WARTAKOTALIVE.COM, JAKARTA -- Komisi Pemberantasan Korupsi (KPK) memastikan masih mendalami peran mantan Menteri Agama (Menag) Yaqut Cholil Qoumas (YCQ) atau Gus Yaqut dalam dugaan tindak pidana korupsi pembagian kuota haji tambahan 2023-2024, yang merugikan negara sampai Rp 1 Triliun.
KPK tidak menepis bahwa Gus Yaqut berpotensi menjadi tersangka.
Hal itu dikatakan Pelaksana Tugas (Plt) Deputi Penindakan dan Eksekusi KPK Asep Guntur Rahayu dalam jumpa pers di Gedung Merah Putih KPK, Selasa (12/8/2025).
Baca juga: Dicegah ke Luar Negeri, Yaqut Terseret Dugaan Korupsi Kuota Haji
Menurut Asep, potensi Gus Yaqut menjadi tersangka seiring dengan posisinya yang menjabat sebagai menteri saat itu dan mengeluarkan SK.
Hal tersebut, kata Asep yang kini tengah didalami dan sudah menjadi salah satu bukti yang dipegang KPK.
"Apakah ini sudah akan menjadi potensial suspect seperti itu? Nah, itu menjadi salah satu buktinya. Jadi kita akan perlu banyak bukti nih.

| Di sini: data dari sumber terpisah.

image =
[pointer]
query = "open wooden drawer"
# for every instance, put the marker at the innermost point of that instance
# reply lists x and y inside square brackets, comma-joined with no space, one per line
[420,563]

Salah satunya sudah kita peroleh," kata Asep.
Menurutnya KPK belum dapat menetapkan tersangka meski kasus sudah naik dalam tahap penyidikan, karena masih melakukan pendalaman.

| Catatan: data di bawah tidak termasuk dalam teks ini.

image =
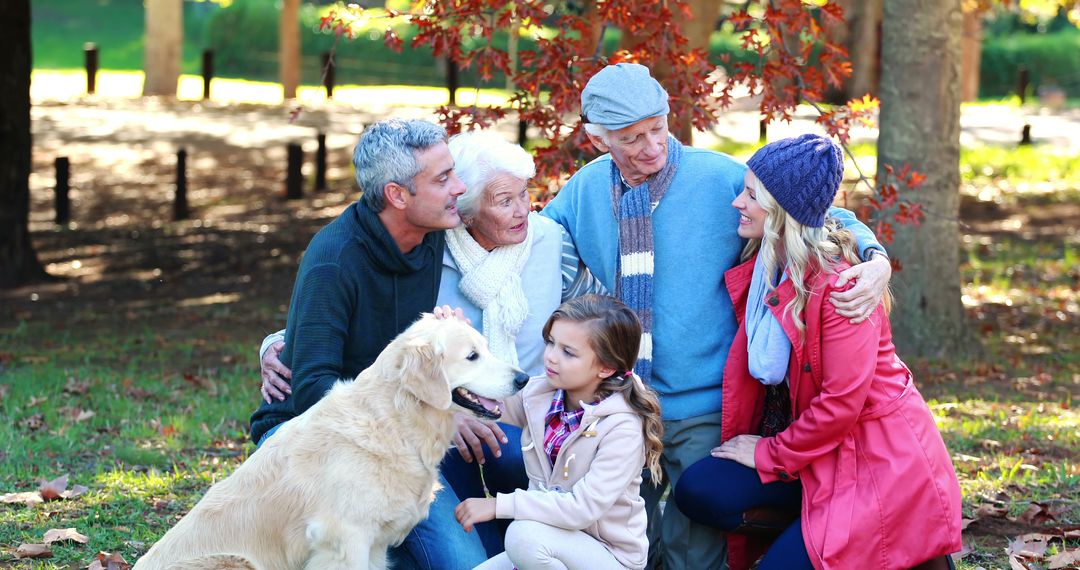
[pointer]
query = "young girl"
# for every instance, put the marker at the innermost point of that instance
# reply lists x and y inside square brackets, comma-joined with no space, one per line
[588,428]
[820,415]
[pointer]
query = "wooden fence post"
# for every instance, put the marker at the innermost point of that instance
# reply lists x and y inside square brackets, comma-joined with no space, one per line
[180,198]
[63,185]
[451,81]
[321,162]
[293,172]
[328,69]
[90,53]
[207,71]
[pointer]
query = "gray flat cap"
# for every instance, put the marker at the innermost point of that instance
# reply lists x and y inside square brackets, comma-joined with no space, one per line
[622,94]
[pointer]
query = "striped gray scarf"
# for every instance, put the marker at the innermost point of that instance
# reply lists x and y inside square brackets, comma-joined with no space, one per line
[633,208]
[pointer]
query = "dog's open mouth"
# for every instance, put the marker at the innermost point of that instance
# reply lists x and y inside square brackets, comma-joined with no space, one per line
[478,405]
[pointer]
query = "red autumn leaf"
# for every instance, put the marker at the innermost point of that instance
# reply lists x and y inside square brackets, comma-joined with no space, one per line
[34,551]
[740,18]
[1064,559]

Asep mengatakan pihaknya masih terus mencari bukti-bukti lain untuk menguatkan.
Selain itu, KPK juga ingin memperdalam bagaimana proses SK terbit.
Sebab dalam penerbitan SK dinilai KPK ada proses perancangan dan lainnya.
"Ini tadi surat yang disampaikan itu SK. Ini sudah kita peroleh dan itu menjadi salah satu bukti. Tentunya kita harus mencari bukti-bukti lain yang menguatkan dan juga kita akan memperdalam bagaimana proses dari SK itu terbit," lanjut Asep.
Asep menjelaskan umumnya jabatan setingkat menteri bisa jadi ada yang menyusun SK.
Hal ini juga berkaitan dengan peran Gus Yaqut apakah SK itu dirancang sendiri.
Baca juga: Sosok Bos Maktour Fuad Hasan Masyhur Ikut Dicekal Bersama Yaqut Cholil
"Karena pada umumnya pada jabatan setingkat menteri yang bersambutan apakah memang merancang SK itu sendiri atau SK itu sudah jadi. Ada yang menyusun SK itu kemudian istilahnya disodorkan kepada yang bersangkutan untuk ditanda tangan. Nah, ini yang sedang kita dalami," tambahnya.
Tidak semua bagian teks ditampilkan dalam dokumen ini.